By Lauren Panoff, MPH, RD

Medically Reviewed by Anthony Dugarte, MD

Published on April 21, 2021

Fiber may be a healthy eating buzzword, but that doesn’t mean everyone is getting enough of it. Understanding where fiber comes from, how much of it you need, and why it matters can help you meet your fiber needs and reap the associated health benefits.

Written by
Lauren Panoff, MPH, RD
Registered Dietitian Nutritionist and Vegan Lifestyle Strategist
Lauren Panoff, MPH, RD is a registered dietitian, freelance writer, speaker, and plant-based (vegan/vegetarian) lifestyle strategist for families. Lauren began her career in dietetics as a clinical dietitian at the University of Michigan Health System.
Medically Reviewed by
Anthony Dugarte, MD
Medical Reviewer
Anthony Dugarte, M.D., C.S.C.S. is a health and wellness writer and medical content reviewer. In addition to dedicating the last 7 years to medical research, Dr. Dugarte also has more than a decade of experience in strength and conditioning, nutrition, and rehabilitative exercise, as well as authoring and reviewing health and wellness-related content.
Dietary Fiber: A Detailed Beginner’s Guide
Photo credit: iStock.com/Milan Krasula

What Is Fiber?

Fiber is a type of carbohydrate and is an essential nutrient for health.

While carbohydrates are broken down into glucose molecules, fiber isn’t digested, as humans lack the enzyme needed to do so. (1)

Instead, it passes through your intestinal tract largely unchanged but feeds good gut bacteria and offers other benefits along the way. (2)

There are two major types of fiber, each of which benefits the body in different ways:

  • Soluble fiber dissolves in water. It’s found in foods like apples, oats, beans, lentils, and blueberries. Soluble fiber, such as β-glucan, is known for its ability to lower blood sugar levels and LDL “bad” cholesterol. (3)
  • Insoluble fiber doesn’t dissolve in water. It’s found in foods like whole grains, carrots, tomatoes, and cucumbers. Insoluble fiber is best at helping move food and nutrients through your intestinal tract, promoting bowel regularity, and treating constipation. (4)

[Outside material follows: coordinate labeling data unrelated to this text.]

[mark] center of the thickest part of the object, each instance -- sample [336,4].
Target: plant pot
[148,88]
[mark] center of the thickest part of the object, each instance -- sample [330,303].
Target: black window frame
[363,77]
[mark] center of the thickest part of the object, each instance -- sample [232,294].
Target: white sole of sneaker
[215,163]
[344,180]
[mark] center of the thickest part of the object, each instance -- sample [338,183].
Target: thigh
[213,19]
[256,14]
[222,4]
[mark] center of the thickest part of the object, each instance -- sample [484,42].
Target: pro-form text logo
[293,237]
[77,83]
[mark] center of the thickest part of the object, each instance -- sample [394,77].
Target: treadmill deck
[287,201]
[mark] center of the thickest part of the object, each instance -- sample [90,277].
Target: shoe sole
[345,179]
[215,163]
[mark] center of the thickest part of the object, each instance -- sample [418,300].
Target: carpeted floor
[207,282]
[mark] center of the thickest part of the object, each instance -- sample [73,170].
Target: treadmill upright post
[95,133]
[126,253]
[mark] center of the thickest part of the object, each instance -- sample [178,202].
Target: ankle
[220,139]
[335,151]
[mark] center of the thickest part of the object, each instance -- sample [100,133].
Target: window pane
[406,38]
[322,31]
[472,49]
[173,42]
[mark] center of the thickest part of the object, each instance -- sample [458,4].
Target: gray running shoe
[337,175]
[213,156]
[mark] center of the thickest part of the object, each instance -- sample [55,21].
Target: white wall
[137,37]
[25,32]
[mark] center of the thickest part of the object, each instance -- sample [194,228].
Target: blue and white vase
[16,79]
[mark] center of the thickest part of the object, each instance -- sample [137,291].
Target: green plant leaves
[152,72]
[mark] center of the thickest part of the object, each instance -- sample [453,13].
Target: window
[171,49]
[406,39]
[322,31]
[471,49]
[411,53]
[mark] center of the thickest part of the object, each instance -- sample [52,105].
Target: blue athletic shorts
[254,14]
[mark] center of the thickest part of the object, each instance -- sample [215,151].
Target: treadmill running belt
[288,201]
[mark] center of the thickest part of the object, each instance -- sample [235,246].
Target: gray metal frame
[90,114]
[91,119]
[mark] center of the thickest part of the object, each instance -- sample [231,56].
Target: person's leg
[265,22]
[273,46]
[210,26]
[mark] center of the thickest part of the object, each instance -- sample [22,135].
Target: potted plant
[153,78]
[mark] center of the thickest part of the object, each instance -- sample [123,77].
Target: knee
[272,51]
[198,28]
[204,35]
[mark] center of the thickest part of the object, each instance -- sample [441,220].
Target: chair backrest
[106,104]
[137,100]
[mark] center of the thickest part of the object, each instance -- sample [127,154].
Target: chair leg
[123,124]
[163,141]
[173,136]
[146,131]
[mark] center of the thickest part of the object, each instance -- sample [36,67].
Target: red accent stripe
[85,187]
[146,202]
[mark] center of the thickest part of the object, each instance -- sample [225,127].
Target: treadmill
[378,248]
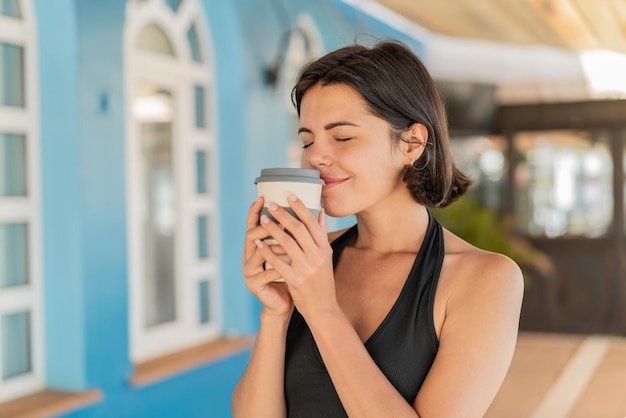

Consuming a healthy balance of both types of fiber is ideal and can easily be done by eating a wide variety of fiber-rich foods.

How Much Fiber Do You Need?

Nutrition surveys have found that most people who follow a westernized diet don’t meet the minimum daily fiber recommendations.

This is largely because western diet patterns tend to be heavy in animal-derived products and ultra-processed convenience foods that lack fiber. (5)

How bad is it? According to the Institute of Medicine, basic fiber needs for most healthy adults are between 21–38 grams per day. (6)

However, less than 5% of Americans meet these minimum daily recommendations, coming in at around 15 grams per day. (7)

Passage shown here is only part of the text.